И тут меня посетила мысль, уж не знаю, насколько она гениальная…
— Деду Али надо написать.
— Зачем? — не поняла мама.
— Ну, вы даёте! Он же в закрытой военной части живёт, в Подмосковье.
— Да, он вопче-то писал, снабжение у них хорошее, — поймала мою мысль бабушка. — А чё, правда, напишу-ка. Спрошу сперва — что скажет? Эх, я на прошлой неделе только письмо отправила! Знала бы — сразу и подписала б. Вот, не догадалась!
Да мы тут все не догадались.
А дед Али (бабушкин брат) жил в весьма неплохо снабжающейся военной части (я там была в прошлом восемьдесят четвёртом, летом), имел звание генерала (не помню, если честно, служил ещё или уже на пенсию вышел, да это для нашего вопроса и неважно было) и вполне мог бы нашему горю помочь.
Много скобок получилось, но я не буду по этому поводу страдать.
Так вот, почему-то ни бабушка, ни тем более мама никогда к нему за помощью не обращались. А почему, собственно? Мы же заплатить хотим, а не выпросить.
— Скока сапоги-то стоят? Рублей сорок-пийсят? — прикинула бабушка.
— Ты чё, — ввернула я*, — это наши. А мы хотим финские.
Много «чё» получилось.
Сибирский говор,
прощенья просим…
— Чё, прям финские? — удивилась бабушка.
До нашей Сибири подобная обувь если и доезжала, то совсем уж в единичных экземплярах, оседая преимущественно в Московской и Ленинградской областях. Прочей «европейской части СССР» доставались остатки, что уж про нас говорить…

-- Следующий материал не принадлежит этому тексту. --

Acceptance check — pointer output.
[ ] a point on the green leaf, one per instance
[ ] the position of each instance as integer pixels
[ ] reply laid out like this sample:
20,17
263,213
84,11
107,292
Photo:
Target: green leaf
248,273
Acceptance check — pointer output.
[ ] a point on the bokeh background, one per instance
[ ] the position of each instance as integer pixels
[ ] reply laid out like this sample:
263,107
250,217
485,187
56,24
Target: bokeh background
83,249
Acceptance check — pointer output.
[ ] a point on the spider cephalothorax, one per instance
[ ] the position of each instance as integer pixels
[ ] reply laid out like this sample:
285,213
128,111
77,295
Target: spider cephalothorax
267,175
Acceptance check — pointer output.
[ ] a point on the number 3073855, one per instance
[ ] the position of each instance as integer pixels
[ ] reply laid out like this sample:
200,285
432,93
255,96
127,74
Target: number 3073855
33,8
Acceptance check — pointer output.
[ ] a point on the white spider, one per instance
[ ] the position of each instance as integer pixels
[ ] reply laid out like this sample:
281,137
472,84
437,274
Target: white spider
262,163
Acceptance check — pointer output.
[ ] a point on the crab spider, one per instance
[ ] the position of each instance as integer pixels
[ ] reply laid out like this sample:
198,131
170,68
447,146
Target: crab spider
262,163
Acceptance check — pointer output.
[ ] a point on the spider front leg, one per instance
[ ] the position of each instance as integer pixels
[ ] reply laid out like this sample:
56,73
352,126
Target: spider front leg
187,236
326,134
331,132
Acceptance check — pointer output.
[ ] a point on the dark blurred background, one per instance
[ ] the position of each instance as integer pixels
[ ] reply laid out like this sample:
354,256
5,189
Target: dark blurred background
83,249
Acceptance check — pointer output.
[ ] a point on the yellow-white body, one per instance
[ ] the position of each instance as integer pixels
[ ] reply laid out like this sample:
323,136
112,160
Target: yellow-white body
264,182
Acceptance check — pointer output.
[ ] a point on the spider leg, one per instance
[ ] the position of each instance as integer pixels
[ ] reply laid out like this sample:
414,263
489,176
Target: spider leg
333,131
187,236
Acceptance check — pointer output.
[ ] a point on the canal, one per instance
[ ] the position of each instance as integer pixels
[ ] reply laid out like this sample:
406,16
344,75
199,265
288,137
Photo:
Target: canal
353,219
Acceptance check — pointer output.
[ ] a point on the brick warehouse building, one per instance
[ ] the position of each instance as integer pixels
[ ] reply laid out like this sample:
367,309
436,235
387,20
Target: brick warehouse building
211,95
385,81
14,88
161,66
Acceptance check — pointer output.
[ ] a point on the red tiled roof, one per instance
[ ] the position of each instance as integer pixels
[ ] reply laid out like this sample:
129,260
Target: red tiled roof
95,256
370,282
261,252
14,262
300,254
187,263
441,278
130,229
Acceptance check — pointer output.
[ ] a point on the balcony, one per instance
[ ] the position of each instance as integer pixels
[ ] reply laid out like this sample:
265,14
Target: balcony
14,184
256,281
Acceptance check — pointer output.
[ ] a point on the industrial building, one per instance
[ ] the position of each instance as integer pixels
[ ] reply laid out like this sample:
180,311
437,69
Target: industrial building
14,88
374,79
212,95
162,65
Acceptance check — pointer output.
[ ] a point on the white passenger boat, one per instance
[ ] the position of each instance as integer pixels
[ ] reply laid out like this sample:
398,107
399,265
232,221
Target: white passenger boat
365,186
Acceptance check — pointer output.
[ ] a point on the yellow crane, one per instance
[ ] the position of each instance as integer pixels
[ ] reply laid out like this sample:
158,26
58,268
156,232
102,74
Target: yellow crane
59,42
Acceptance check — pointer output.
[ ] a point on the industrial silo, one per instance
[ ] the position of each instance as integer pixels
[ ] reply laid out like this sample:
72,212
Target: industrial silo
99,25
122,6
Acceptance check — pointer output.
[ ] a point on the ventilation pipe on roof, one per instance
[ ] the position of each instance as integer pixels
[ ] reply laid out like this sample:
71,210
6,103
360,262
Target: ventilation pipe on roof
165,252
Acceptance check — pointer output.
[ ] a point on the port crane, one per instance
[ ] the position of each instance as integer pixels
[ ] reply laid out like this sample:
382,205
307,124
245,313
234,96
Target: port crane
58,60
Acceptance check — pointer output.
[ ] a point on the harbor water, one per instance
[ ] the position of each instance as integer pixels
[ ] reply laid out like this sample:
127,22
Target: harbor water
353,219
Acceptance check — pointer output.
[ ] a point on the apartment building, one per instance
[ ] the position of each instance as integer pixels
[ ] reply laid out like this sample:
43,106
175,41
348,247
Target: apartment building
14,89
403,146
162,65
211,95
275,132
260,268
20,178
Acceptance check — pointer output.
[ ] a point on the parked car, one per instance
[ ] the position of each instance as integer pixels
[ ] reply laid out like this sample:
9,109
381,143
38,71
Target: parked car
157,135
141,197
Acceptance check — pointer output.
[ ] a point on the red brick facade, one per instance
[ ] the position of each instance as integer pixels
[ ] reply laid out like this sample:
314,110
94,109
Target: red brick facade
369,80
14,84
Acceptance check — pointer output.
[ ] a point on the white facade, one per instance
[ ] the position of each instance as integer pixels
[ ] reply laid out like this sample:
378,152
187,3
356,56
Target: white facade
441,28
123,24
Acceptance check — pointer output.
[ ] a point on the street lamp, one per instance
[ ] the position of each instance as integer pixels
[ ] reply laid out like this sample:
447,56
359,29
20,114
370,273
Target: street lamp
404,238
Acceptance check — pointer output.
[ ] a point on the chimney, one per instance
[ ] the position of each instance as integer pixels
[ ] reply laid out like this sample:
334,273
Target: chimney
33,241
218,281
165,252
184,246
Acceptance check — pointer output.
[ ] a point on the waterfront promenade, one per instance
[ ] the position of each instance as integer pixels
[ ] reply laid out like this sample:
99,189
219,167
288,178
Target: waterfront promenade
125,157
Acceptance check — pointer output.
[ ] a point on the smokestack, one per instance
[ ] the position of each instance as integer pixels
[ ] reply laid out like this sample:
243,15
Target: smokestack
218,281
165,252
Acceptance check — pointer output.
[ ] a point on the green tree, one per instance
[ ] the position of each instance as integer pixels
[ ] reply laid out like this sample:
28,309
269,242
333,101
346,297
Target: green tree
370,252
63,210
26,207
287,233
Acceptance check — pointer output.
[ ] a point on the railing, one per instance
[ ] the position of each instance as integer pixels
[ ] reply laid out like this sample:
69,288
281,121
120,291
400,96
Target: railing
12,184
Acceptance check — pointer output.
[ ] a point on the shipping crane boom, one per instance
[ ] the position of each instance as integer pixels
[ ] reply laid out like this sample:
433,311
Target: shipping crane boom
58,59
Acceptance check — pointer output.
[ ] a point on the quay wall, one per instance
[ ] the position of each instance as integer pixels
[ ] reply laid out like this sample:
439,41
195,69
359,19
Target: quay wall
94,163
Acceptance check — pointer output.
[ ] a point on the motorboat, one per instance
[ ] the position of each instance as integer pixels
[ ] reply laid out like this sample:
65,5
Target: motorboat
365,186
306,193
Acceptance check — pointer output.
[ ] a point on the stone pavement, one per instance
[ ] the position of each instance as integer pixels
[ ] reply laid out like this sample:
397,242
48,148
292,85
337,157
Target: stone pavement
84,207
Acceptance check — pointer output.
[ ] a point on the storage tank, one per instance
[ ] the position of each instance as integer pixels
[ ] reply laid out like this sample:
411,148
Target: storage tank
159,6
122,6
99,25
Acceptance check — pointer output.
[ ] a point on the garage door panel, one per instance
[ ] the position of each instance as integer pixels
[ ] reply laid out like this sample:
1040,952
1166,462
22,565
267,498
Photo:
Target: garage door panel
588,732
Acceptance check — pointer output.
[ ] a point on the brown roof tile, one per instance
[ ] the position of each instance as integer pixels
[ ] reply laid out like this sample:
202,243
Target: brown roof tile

— Финская обувь — самая лучшая, — твёрдо сказала я, — самая тёплая и носится лет по пять.
Или даже по семь, правда! Учитывая, что доро́ги у нас солью вообще не посыпали, пять лет — это минимальная гарантия, против года-двух советских. Так что даже выгодное вложение получится.
— Сколько ж они стоят? — загрузилась мама. — Рублей сто?
— Бери сто тридцать, — посоветовала я. — Если дешевле выйдет, потом что-нибудь купим.
Мама отодвинула в сторонку пять бумажек по двадцать пять рублей и пять однорублёвых сверху.